This is part of the introductory essay on this weeks Anglican Online. Could not have said it better myself....
This morning we happened on to a radio programme* about the investiture of the new Presiding Bishop of the Episcopal Church in the USA. After a minute or so of description and audio snips from the ceremony, the radio cut to a comment by Robert Duncan, Bishop of Pittsburgh, described as 'part of the marginalized and vocal minority'. The first words from Bob Pittsburgh (as he signs himself) were:
'I have this sense and this grief that somehow our church has been taken away from us'.
We had to switch off the radio to leave for Divine Service, so the remainder of his comments were unheard. But +Pittsburgh's startling comment stayed with us for most of the day.
We found ourselves pondering the (to us) strange concept that a church can be 'taken away'. And then 'our church' struck us as even stranger. The church is not ours, but God's. Its Anglican forms throughout the world are a multicoloured mosaic, shaped by local cultures and practises, holding to the framework of Catholic liturgy that has been the genius of the Ecclesia Anglicana for more than 500 years.
What church has been 'taken away' from the Bishop of Pittsburgh? The Episcopal Church of the 1950s, the one in which he spent his young years? The chapel he experienced as a student at Trinity College in Hartford, College in the late 1960s? That church which forbade women deputies to General Convention? Or an earlier Episcopal Church, where divorce was all but forbidden, except in cases of adultery? Where remarriage was impossible, even for the innocent party? Perhaps the church that was taken away was the atmosphere and ethos of the mid-19th-century Church of England, where marriage to a deceased wife's sister was forbidden and punishable by law? Or the mid-19th century American church that turned a blind eye to the practice of slavery?

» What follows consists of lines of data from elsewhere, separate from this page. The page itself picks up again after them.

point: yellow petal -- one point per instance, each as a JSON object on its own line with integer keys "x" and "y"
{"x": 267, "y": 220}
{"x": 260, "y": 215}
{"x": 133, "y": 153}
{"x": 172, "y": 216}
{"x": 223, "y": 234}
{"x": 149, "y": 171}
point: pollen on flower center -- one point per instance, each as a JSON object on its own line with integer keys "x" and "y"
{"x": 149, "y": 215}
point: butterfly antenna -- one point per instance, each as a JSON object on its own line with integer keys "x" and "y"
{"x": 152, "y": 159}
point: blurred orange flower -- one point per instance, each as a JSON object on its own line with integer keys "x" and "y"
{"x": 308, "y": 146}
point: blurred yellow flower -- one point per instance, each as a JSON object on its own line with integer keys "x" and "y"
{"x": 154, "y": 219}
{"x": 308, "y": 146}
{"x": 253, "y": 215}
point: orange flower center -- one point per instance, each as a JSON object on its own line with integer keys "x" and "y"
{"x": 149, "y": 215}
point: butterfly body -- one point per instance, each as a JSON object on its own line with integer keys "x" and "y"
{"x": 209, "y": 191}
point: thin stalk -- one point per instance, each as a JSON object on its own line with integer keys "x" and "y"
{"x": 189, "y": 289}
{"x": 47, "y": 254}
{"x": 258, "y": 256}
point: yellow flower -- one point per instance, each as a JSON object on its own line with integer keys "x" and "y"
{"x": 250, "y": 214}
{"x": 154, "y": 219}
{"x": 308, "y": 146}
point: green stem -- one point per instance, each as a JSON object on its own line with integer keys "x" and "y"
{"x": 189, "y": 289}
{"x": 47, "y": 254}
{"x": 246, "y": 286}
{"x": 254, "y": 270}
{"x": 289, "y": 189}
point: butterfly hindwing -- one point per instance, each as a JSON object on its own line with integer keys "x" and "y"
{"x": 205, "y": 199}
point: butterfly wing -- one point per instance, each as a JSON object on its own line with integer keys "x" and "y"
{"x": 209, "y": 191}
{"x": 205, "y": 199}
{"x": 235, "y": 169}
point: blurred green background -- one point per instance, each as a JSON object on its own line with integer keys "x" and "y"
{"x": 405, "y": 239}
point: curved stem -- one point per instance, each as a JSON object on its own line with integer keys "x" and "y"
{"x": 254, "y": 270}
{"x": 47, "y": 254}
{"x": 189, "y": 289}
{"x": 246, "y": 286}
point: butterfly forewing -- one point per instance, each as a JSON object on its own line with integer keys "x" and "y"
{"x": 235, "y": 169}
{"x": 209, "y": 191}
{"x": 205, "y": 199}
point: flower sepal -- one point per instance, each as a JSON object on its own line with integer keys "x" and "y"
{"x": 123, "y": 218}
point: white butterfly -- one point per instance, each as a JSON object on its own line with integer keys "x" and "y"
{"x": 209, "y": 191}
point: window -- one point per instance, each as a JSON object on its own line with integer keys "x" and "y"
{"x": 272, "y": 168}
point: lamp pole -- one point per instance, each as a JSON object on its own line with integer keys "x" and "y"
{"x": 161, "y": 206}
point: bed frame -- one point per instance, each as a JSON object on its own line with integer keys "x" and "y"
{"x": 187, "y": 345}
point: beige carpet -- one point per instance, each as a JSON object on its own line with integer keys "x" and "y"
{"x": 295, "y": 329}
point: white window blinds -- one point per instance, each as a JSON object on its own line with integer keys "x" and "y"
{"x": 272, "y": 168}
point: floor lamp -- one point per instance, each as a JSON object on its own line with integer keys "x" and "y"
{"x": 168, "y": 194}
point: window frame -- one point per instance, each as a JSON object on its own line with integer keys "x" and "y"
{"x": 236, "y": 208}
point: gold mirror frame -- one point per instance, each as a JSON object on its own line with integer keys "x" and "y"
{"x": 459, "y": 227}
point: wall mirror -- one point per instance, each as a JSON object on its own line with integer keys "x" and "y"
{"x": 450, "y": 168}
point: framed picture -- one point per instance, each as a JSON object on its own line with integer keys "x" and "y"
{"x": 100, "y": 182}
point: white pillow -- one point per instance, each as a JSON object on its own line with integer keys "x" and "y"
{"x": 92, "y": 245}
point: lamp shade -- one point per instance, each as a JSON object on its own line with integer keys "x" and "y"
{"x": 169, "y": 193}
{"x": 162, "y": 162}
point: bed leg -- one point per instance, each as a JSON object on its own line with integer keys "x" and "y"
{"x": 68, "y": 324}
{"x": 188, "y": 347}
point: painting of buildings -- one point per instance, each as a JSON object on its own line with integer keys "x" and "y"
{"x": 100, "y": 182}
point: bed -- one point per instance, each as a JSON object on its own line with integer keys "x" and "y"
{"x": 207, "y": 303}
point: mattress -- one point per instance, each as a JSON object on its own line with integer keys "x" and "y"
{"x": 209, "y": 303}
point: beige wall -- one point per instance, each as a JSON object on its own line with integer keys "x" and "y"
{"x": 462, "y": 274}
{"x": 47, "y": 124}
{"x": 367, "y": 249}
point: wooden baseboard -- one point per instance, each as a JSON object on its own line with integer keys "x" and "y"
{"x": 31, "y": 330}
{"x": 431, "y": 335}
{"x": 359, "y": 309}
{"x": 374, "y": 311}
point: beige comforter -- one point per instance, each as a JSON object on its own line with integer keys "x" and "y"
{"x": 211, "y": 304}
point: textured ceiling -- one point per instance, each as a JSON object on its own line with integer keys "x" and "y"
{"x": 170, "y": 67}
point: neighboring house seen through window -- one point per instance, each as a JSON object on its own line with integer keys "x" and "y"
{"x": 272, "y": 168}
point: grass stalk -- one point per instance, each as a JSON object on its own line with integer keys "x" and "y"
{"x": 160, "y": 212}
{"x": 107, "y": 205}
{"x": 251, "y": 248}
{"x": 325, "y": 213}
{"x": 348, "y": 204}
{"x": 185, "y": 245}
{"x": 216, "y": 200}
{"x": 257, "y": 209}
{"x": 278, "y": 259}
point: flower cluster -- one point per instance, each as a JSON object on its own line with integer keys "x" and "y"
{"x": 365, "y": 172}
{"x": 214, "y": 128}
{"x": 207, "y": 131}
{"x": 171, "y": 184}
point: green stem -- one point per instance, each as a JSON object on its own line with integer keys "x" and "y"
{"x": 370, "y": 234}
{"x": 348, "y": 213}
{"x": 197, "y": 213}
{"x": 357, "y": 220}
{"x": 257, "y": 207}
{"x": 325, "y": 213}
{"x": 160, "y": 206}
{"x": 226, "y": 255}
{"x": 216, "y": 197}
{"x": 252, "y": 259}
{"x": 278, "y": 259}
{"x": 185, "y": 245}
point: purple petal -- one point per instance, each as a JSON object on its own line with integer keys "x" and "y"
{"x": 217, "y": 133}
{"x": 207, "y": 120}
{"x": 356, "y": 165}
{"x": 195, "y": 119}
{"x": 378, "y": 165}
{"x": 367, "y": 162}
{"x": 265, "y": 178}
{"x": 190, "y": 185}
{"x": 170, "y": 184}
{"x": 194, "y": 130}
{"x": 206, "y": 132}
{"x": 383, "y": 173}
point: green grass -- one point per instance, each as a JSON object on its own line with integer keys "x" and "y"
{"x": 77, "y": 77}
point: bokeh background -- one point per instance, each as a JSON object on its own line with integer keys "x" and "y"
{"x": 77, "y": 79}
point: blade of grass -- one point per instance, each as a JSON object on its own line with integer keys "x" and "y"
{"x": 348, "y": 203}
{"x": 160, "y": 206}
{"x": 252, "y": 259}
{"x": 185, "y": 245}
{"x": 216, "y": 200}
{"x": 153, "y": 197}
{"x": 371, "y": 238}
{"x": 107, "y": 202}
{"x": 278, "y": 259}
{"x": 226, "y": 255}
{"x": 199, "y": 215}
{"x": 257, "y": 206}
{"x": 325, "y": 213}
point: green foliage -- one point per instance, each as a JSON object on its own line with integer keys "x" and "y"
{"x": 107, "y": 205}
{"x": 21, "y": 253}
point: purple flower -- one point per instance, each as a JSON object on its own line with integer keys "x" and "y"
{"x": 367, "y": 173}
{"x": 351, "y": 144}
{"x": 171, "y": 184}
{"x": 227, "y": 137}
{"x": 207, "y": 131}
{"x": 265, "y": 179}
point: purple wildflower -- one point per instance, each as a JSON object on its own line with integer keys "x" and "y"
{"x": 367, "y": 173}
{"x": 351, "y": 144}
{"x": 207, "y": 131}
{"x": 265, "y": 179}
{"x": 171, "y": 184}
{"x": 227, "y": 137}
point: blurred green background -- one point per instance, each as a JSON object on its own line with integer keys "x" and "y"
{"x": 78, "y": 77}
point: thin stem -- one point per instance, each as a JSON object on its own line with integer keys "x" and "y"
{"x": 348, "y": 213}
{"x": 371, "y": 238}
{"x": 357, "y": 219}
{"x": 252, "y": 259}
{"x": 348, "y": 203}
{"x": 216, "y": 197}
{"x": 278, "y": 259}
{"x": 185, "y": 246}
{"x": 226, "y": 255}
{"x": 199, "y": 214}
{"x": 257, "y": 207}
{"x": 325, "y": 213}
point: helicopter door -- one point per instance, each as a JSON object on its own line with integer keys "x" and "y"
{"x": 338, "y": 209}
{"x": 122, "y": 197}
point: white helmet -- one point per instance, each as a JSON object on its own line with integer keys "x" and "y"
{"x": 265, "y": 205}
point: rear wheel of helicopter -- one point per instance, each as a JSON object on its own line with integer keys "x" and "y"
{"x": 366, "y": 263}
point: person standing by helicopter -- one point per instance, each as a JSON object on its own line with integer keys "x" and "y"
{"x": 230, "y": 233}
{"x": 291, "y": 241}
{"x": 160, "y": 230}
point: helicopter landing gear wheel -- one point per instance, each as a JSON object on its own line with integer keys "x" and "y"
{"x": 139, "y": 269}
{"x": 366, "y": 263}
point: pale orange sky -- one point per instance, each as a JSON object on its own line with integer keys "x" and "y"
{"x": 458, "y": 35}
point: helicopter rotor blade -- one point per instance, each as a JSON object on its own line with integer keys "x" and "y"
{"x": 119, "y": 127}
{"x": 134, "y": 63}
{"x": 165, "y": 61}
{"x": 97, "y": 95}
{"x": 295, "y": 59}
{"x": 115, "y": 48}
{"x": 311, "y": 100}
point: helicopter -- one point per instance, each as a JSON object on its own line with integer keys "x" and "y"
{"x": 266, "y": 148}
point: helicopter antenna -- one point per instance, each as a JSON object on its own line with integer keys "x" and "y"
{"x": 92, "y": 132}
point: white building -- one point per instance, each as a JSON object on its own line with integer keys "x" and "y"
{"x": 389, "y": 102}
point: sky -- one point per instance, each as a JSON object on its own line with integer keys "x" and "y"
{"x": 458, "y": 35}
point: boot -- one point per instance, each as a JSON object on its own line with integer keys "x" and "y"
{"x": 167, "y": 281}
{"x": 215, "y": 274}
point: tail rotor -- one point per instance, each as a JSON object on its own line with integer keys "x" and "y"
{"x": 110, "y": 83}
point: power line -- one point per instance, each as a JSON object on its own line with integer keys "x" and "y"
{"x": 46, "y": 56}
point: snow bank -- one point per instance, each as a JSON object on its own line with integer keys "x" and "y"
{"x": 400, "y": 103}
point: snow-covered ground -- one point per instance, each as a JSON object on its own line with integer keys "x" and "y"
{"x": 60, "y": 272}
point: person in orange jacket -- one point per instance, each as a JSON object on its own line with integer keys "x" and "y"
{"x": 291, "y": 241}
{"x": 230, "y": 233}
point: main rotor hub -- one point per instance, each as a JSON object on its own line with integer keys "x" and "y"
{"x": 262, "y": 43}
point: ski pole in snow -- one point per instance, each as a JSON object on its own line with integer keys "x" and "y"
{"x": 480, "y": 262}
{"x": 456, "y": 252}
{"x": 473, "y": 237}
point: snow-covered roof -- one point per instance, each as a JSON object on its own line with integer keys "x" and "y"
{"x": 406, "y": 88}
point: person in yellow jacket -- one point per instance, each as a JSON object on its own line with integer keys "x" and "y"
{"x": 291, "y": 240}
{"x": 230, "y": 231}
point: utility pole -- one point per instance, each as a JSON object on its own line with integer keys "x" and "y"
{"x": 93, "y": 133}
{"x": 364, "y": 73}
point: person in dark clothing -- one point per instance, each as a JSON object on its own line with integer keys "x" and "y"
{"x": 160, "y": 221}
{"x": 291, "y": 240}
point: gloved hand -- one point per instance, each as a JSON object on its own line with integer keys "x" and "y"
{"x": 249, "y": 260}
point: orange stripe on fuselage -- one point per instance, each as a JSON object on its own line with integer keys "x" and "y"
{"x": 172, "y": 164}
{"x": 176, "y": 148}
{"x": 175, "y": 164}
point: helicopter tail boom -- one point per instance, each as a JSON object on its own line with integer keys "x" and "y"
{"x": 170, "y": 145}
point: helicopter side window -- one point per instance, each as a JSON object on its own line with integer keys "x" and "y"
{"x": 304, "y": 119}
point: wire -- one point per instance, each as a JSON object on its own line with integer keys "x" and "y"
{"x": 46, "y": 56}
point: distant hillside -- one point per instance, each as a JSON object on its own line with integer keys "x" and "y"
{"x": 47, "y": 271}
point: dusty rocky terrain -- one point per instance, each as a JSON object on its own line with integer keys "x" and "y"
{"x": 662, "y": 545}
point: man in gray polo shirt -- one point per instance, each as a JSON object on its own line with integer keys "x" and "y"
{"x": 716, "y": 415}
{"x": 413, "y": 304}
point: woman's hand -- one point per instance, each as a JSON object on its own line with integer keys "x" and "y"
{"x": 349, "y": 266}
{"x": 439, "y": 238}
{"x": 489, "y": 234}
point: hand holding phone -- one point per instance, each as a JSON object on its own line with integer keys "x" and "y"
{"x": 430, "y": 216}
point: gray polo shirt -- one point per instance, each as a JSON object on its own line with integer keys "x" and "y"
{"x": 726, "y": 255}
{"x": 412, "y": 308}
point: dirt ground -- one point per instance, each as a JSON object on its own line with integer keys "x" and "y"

That abbreviated litany of 'churches that have been taken away' could be extended nearly indefinitely. Every age has brought change to the church, beginning as innovation, often proclaimed as heresy, and eventually becoming tradition. And it is no less true that each change brings unsettlement and pain. Yet 'the Gospel in the Church' cannot be stagnant, for the Holy Spirit has been pledged to lead us into all truth. Were the church to have remained the same in structure, form, and practices as it was in the first centuries of the Christian Church, would there be a church remaining in this year of grace AD 2006? Stasis, in creation, is death. We think it no less so in the church.